Nach einer ausgefallenen Erkältungssaison steigt die Nachfrage nach Grippemitteln. „Die Produkte stehen bei uns seit anderthalb Jahren“, sagt Veicht. Er habe keine neue Bestellung bei den OTC-Herstellern aufgeben müssen und habe die Ware für diese Saison aufgehoben. Die Nachfrage steige plötzlich vor allem nach Hustensaft, bereits im Juli deutete sich diese Entwicklung an. Zuvor wurden im Monat vielleicht drei Packungen verkauft, jetzt seien es 17 allein der Marke Prospan von Engelhard Arzneimittel. Auch Grippostad von Stada gehe gut. Bei Nasensprays sei der Anstieg weniger stark.
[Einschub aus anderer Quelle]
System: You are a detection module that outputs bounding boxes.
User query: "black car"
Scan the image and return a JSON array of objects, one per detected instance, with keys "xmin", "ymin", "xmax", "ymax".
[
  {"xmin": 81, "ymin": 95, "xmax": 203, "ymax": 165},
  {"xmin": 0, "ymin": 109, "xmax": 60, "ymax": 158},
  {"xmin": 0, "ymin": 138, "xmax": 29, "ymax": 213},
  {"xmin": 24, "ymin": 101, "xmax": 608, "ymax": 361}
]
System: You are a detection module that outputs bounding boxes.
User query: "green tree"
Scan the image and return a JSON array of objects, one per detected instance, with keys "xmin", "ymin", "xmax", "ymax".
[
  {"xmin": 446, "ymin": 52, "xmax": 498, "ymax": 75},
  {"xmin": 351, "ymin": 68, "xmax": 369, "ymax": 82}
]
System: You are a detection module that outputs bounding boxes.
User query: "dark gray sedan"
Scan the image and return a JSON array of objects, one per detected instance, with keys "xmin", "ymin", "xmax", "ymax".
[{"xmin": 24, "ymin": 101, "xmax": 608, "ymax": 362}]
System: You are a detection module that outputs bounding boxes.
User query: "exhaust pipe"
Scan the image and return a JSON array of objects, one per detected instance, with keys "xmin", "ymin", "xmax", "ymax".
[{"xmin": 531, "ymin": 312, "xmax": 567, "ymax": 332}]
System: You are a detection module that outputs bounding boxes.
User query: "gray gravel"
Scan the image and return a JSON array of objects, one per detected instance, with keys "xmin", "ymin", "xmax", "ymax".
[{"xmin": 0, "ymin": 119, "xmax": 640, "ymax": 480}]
„Plötzlich haben wir bei den Erkältungspräparaten wieder Lücken in der Sichtwahl. Lange Zeit haben wir die Produkte nur abgestaubt“, so Veicht. Die aktuelle „Erkältungswelle“ oder Sommergrippe sei auch im Bekanntenkreis zu spüren – vor allem Kinder husteten und schnupften. Auch in seinen Testzeiten stellt der Apotheker bei den Testpersonen Veränderungen fest: „Ich sehe, dass beim Nasenabstrich deutlich mehr Sekret vorhanden ist.“

Der Apotheker hofft trotzdem, dass die nächste Erkältungswelle erneut flach verlaufen wird – vor allem mit Blick auf Covid-19. „Ich erwarte, dass die Leute vernünftig sind.“ Allerdings befürchte er, dass der Anstieg der Inzidenzwerte weiter gehen werde, da die Hygienemaßnahmen nicht mehr strikt eingehalten würden. „Die vierte Welle wird kommen.“ Veicht appelliert daran, wieder Masken zu tragen und Abstand zu halten.

Zudem spricht er sich auch für die Covid-19-Impfung aus. Dass in seinem Team nur die Hälfte der Angestellten geimpft sei, sei bedauerlich. „Das macht mir große Bauchschmerzen, aber ich kann keinen zwingen und nur versuchen, zu überzeugen.“ Wer sich nicht für eine Impfung entscheide, werde sich ziemlich sicher infizieren, so Veicht. Generell sei die Impfquote im niederbayerischen Landkreis Rottal-Inn niedriger als im Bundesdurchschnitt. Laut Bundesgesundheitsministerium sind insgesamt knapp 60 Prozent vollständig geimpft.